Il faut donc lire L’école du réel pour trouver (ou retrouver) le goût du monde, le sens de l’ici-bas et apprendre à appréhender le réel sans ses doubles illusoires. On y apprendra que le réel dissout les fantasmagories aussi sûrement que le soleil dissipe les brumes matinales et que tous ceux qui soutiennent le paradoxe que le réel ne serait que la  somme des apparences, des images, des fantômes qui en suggère fallacieusement l’existence  oublient que le réel n’est en fait jamais perçu, qu’il excède et  déborde les descriptions intellectuelles qu’on peut en donner .
Reste à souligner la méthode et le style de Rosset.

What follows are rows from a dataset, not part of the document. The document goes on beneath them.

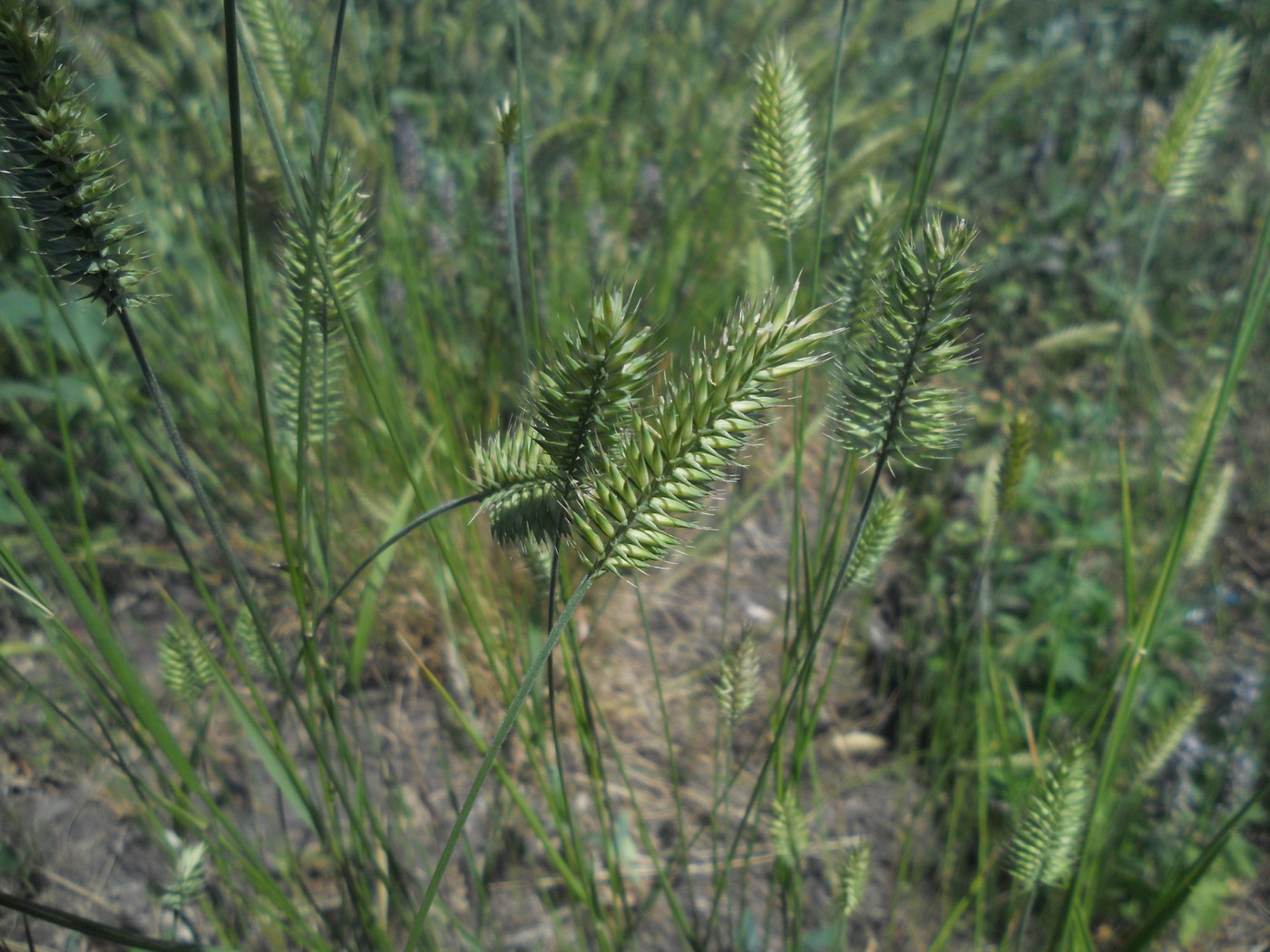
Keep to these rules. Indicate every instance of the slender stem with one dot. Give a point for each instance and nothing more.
(513, 257)
(828, 150)
(524, 177)
(391, 541)
(486, 763)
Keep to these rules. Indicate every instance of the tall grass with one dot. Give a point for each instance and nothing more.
(546, 273)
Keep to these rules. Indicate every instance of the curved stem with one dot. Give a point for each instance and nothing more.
(486, 764)
(391, 541)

L’expression de sa pensée est claire et directe. Pas de jargon, ni d’emphase : ce philosophe ne se repaît pas des sortilèges du verbe. Mais, il y a plus, sa pensée se nourrit de lectures variées, multiples, hétéroclites et, dans ses écrits, les références à Hergé, à Jules Verne, à Molière, à Courteline ou même à Mozart ou à Ravel côtoient les analyses de Heidegger, de Nietzsche ou de Parménide. Rosset musarde et chaparde au gré de ses lectures des illustrations de sa thèse fondamentale. Mélange des genres ? Centon de citations ? Désinvolture française ? Mobilité plutôt, liberté et allégresse de la pensée. Refus en tout cas des postures et des impostures qui posent ou qui pèsent. Avec Rosset, la pensée est une fête et une promenade au cœur du réel et de ses doubles.